After termination occurs, you have an additional 30 days to submit Form 9423 Collection Appeal
Request. Appealing before termination prevents you from appealing the decision again once termination takes effect, and the IRS allows 15 days for mailing time with each Form 9423 submission.
Maintaining Compliance After Reinstatement
Document all payments and maintain communication after approval. Do not incur new tax debt during the reinstated agreement period because filing late returns or owing additional taxes will terminate your reinstated payment plan.

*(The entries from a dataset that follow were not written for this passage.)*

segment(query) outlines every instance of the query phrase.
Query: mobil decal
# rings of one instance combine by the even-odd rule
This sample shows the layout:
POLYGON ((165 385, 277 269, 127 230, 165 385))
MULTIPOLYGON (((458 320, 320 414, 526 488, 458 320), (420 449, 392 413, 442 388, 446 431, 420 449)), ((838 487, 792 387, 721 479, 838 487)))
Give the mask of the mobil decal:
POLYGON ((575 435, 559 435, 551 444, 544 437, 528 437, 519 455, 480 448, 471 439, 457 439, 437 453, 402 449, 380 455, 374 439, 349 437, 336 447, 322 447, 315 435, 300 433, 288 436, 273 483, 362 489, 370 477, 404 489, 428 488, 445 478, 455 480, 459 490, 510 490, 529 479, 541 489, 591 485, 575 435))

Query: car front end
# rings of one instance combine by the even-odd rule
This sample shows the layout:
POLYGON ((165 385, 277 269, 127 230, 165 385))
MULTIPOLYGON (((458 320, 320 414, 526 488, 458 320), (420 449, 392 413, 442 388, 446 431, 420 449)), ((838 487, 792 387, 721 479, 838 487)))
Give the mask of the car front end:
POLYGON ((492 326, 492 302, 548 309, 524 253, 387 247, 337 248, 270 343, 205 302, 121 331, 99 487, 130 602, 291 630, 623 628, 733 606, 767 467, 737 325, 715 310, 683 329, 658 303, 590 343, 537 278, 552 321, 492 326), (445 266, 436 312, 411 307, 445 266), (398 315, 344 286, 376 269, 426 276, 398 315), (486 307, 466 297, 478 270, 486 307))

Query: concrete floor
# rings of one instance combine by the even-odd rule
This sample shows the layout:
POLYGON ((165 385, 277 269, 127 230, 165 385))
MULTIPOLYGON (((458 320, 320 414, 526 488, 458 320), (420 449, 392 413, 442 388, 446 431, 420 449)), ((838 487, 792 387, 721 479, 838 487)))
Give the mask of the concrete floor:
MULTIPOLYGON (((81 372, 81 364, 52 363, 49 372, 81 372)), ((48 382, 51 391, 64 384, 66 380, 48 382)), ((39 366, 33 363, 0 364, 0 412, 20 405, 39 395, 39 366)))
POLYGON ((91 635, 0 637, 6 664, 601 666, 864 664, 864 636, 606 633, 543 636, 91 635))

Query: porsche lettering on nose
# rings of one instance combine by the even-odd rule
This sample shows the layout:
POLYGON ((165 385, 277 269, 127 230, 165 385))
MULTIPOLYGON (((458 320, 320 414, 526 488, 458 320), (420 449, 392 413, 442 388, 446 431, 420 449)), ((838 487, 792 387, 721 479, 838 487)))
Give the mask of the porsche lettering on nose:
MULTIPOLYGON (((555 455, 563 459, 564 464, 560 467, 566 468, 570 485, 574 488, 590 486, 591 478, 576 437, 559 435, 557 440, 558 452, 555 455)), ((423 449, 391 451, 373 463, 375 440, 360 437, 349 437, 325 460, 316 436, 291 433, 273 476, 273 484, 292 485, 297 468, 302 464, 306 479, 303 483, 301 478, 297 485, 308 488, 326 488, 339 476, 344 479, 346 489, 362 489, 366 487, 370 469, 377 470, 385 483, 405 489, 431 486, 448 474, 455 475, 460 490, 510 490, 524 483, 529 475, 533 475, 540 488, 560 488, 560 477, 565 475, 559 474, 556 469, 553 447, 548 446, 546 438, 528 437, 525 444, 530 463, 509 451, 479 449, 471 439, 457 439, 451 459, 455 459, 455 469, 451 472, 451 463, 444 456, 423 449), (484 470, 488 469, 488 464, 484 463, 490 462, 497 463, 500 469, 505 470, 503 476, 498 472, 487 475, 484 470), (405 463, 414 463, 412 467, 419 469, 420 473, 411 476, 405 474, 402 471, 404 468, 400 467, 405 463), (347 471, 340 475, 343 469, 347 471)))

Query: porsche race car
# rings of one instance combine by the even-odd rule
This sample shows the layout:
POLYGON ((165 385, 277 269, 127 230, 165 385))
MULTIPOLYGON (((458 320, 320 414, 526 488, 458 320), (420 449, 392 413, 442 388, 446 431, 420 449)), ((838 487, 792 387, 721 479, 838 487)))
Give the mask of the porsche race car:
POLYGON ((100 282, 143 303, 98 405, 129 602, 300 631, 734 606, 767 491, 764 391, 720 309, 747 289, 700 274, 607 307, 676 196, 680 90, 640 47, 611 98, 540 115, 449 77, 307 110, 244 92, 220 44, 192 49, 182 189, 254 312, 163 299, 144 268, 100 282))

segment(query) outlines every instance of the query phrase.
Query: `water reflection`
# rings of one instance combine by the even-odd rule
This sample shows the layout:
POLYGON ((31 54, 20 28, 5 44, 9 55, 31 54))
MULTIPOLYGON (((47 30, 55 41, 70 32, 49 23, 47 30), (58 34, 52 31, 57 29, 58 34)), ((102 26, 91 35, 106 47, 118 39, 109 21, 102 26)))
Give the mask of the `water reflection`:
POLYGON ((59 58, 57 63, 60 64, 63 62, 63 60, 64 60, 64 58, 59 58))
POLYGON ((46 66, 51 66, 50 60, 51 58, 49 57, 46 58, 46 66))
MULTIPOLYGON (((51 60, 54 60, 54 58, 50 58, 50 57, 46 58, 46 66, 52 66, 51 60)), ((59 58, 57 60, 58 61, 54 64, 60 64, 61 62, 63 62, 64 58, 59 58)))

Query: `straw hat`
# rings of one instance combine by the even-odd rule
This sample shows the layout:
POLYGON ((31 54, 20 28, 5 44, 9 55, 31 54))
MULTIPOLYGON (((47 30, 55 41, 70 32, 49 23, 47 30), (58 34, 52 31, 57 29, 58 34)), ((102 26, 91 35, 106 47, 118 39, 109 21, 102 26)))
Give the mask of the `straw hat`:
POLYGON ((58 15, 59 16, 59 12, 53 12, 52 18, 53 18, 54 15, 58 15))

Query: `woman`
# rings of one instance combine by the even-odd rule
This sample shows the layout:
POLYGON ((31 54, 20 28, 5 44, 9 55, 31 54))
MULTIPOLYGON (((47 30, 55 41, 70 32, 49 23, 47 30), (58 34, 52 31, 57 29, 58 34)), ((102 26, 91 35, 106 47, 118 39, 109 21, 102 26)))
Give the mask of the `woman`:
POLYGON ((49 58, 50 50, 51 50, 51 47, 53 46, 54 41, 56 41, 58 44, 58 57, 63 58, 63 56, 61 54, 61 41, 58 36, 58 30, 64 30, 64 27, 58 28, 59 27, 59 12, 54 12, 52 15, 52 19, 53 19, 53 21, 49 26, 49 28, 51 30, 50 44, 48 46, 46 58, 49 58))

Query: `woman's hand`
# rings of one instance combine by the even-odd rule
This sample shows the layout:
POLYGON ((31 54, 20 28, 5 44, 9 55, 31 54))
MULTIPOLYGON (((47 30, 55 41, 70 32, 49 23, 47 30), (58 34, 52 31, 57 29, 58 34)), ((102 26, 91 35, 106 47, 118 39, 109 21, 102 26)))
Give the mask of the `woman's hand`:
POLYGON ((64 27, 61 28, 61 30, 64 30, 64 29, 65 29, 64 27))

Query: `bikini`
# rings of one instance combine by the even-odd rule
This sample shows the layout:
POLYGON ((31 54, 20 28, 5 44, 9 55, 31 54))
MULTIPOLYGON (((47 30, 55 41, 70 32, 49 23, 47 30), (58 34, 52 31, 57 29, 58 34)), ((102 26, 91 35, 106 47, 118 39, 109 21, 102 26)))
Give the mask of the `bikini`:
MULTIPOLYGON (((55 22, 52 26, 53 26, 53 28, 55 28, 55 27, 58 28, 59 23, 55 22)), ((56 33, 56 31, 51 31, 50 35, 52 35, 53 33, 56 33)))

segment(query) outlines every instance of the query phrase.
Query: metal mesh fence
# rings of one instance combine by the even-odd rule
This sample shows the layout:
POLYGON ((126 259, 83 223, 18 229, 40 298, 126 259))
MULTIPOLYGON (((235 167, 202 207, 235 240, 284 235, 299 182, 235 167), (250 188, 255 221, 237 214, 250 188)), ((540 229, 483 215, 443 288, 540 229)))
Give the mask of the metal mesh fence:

Stay current with all filing and payment obligations going forward. Contact the IRS immediately rather than missing a payment if your financial circumstances change, as the IRS allows payment modifications if you request them before defaulting again.
Common Reinstatement Mistakes
Filing unfiled returns after requesting reinstatement causes automatic denial because the IRS discovers missing returns during the reinstatement review process. Complete all required filings before submitting your reinstatement request.
Proposing a payment amount you cannot sustain leads to repeated default. The IRS will not consider another reinstatement attempt if you miss even one payment under a reinstated agreement, so calculate only what you can reliably pay each month.
Providing conflicting information about income or expenses results in denial. Use only current, accurate, and verifiable documents when submitting financial information because the IRS verifies income through wage transcripts and third-party sources.